En una operación que reafirma la intensidad de la lucha contra el narcotráfico en la región del Pacífico, las fuerzas militares estadounidenses llevaron a cabo una serie de ataques contra cuatro embarcaciones sospechosas de estar vinculadas con actividades terroristas y de tráfico ilegal. La acción ocurrió en aguas internacionales frente a las costas de Colombia, con el objetivo de desarticular redes criminales que operan en la zona y que representan una amenaza constante para la seguridad regional. En total, catorce miembros de estas organizaciones fueron eliminados durante los bombardeos, mientras que uno logró sobrevivir y fue trasladado para su atención.
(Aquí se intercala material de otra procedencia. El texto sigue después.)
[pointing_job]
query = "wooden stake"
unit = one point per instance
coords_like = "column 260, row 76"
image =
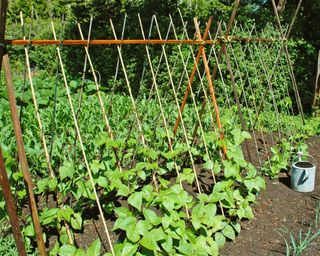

Estos ataques responden a una política de mano dura contra el narcoterrorismo que ha visto un incremento en la intensidad de las operaciones militares en el Atlántico y el Pacífico. La importancia de estos golpes radica en su impacto sobre las rutas de tráfico de drogas que cruzan la región, además de demostrar la capacidad de Estados Unidos para actuar de manera rápida y efectiva en aguas internacionales, sin afectar a las naciones costeras en el proceso. La coordinación con autoridades mexicanas de rescate y búsqueda también ha sido clave para garantizar la seguridad del único sobreviviente, quien será interrogado para esclarecer vínculos y redes delictivas. La ola de acciones militares en la zona subraya la creciente preocupación por la expansión de grupos narcoterroristas y su capacidad de daño.